I'm not justifying, his posts. He shouldn't have been given climate change as a bailiwick, it's as simple as that. He is a decent meteorologist, not a just a presenter, and possibly could have been in the central forecast room at Exeter as at the BBC. Meteorology is not climate science, and it is interesting how many people who are knowledgeable about meteorology are reluctant (or even downright hostile) to take on board climate science. They are often empiricists, which possibly doesn't help, mt has a line on that in climate science.

Some of the other journalists it is malevolence (Rose, Booker, etc.), but I always remember what Nick Davies said in Flat Earth News, journalists don't know what they're talking about.

The BBC are going through a poor patch at the moment, with Shukman, as well, not being very good on climate.

"I'm not sure this is incompetence on a personal level; its more the std.training that reporter-types get: there has to be a story, after all."

Yeah but he's not a journalist, he's a forecaster (he is employed by the BBC now. not the UKMO). He may well be getting advice from some of the other BBC journalists, though. Knowing how Look North (and maybe the BBC in general) wedge some of their forecasters into journalistic roles, it's quite possible he has intentions of moving into that line. He has some meteorological history books out.

The regional effects are a decent story enough without silly throwaway lines about global temps. As I said though, he should stick to the weather.

Good grief, Hank, we even have someone repeating the "remove colder stations = more warming" canard (comment from oldgifford).

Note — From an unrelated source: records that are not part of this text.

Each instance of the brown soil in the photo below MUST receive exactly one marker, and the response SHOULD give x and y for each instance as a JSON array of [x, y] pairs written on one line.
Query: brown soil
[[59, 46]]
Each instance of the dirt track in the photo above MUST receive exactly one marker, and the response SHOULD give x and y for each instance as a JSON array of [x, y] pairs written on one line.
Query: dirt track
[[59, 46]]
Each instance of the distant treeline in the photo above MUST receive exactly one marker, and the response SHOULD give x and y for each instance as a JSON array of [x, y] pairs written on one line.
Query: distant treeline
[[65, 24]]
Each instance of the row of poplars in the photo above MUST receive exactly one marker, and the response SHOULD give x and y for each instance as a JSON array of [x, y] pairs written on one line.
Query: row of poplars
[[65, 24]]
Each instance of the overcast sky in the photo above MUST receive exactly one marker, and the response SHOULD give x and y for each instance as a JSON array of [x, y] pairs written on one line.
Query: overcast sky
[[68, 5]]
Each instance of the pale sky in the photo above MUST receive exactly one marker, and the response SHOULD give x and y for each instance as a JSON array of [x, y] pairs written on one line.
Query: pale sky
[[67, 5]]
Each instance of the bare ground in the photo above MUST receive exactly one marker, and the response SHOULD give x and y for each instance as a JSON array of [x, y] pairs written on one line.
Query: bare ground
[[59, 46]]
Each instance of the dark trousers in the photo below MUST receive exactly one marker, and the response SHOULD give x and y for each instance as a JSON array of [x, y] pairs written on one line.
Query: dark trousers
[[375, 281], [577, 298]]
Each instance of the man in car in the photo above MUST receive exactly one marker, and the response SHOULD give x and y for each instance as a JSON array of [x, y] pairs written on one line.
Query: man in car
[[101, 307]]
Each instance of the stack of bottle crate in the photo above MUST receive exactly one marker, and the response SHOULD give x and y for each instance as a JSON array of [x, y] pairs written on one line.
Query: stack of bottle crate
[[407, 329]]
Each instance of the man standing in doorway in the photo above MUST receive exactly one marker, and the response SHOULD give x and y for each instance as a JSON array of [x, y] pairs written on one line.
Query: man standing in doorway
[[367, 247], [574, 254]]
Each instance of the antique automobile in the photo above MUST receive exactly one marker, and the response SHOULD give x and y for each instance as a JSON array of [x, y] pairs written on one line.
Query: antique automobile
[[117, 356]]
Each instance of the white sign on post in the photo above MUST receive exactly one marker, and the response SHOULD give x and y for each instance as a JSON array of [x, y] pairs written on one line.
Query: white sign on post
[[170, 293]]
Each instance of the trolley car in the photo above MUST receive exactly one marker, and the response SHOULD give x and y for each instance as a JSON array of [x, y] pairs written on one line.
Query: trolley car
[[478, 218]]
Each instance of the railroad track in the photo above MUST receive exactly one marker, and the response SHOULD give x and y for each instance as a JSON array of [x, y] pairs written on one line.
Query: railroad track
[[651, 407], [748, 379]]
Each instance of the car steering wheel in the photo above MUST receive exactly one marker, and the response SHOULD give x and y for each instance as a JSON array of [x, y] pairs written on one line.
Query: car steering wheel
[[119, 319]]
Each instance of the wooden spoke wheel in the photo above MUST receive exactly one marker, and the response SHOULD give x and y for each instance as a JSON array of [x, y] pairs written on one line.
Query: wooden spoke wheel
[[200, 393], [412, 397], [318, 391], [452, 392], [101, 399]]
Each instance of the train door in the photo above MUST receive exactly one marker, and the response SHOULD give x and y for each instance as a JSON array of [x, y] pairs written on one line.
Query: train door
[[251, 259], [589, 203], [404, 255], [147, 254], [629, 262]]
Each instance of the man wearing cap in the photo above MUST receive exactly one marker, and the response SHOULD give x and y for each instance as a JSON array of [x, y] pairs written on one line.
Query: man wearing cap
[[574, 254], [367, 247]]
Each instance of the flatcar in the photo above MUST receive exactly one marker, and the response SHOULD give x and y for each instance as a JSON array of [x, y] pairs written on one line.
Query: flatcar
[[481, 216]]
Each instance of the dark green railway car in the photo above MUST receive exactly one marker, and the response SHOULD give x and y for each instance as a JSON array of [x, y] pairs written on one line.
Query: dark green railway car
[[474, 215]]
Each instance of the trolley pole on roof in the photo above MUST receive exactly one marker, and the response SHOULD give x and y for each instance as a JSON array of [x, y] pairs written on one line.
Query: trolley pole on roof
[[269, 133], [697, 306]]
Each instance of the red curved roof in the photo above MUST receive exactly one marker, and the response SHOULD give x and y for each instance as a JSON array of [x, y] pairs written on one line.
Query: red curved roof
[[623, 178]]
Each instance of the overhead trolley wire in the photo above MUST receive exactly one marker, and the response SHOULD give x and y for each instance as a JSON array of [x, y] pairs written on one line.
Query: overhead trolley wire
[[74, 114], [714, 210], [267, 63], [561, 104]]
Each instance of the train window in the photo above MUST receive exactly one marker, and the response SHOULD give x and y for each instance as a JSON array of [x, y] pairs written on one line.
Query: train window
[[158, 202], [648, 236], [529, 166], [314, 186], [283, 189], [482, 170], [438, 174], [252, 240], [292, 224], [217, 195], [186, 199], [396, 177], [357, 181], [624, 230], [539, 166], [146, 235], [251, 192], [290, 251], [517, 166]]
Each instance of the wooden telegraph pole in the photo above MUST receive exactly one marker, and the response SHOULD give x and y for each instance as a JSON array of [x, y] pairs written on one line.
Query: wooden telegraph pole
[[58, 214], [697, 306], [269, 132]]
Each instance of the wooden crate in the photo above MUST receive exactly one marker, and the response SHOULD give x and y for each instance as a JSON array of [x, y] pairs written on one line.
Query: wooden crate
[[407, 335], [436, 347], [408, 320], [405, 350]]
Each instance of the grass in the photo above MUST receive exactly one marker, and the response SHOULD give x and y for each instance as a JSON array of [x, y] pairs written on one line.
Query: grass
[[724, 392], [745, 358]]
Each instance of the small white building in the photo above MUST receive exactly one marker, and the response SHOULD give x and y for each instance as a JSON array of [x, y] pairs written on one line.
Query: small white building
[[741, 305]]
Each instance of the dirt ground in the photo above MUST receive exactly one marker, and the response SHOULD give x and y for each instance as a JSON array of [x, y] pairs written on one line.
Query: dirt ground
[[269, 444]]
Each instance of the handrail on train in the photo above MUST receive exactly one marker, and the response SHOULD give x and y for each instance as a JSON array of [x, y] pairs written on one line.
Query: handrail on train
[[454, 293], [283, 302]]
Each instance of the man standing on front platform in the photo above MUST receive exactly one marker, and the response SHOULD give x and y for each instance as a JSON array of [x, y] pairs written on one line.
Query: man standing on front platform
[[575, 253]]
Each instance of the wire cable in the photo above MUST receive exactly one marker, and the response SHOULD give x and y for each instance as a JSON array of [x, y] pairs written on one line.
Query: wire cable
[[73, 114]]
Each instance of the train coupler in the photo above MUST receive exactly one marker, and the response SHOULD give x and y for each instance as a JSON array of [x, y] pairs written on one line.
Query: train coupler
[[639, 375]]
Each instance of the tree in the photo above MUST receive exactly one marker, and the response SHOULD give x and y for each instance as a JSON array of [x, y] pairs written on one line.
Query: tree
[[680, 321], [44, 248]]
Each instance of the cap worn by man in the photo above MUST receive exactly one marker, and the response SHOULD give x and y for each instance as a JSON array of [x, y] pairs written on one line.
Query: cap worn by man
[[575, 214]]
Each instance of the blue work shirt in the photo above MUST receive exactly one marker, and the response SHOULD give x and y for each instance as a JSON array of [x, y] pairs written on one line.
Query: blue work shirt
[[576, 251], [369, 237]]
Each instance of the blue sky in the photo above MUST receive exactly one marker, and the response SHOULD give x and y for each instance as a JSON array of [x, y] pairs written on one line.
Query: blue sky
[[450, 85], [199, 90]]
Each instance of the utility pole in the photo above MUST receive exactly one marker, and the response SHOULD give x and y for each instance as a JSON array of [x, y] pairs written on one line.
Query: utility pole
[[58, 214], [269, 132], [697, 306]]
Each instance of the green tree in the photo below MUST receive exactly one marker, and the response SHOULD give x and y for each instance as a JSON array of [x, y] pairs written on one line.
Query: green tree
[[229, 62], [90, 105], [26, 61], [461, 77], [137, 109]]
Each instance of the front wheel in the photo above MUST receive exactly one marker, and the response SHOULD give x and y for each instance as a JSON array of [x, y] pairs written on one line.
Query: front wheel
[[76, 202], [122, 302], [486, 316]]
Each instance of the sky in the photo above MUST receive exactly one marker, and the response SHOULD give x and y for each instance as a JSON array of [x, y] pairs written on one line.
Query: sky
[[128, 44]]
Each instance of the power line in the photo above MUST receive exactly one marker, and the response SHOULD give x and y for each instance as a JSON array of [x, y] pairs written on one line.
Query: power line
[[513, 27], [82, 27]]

I don't think there is any way that you can spin it that Hudson misrepresented Lockwood, either inadvertently or intentionally. Interestingly, despite Lockwood's comments on FB, he attacks directly only the Daily Express in his more formal reply on the Carbon Brief blog post. But even the Daily Express only talks about a regional impact.



By Jaime Jessop (not verified) on 02 Nov 2013 #permalink

When the BBC, after decades of pushing a warming scare story, which for at least 7 years (ie 28 Gate) they have known to be fraudulent, start falsely pushing a cooling scare there are 2 obvious conclusions.

There is no clear proof of any problem.

The BBC (
& the rest of the state funded "green" scare industry are wholly and completely corrupt totalitarian fascists willing to tell any lie to use false scare stories to enhance their paymaster's power.

But they everybody at "scienceblogs" already knew that because you have been pushing these lies for decades.

By Neil Craig (not verified) on 03 Nov 2013 #permalink

A bbc man who isn't "on message" -shock!!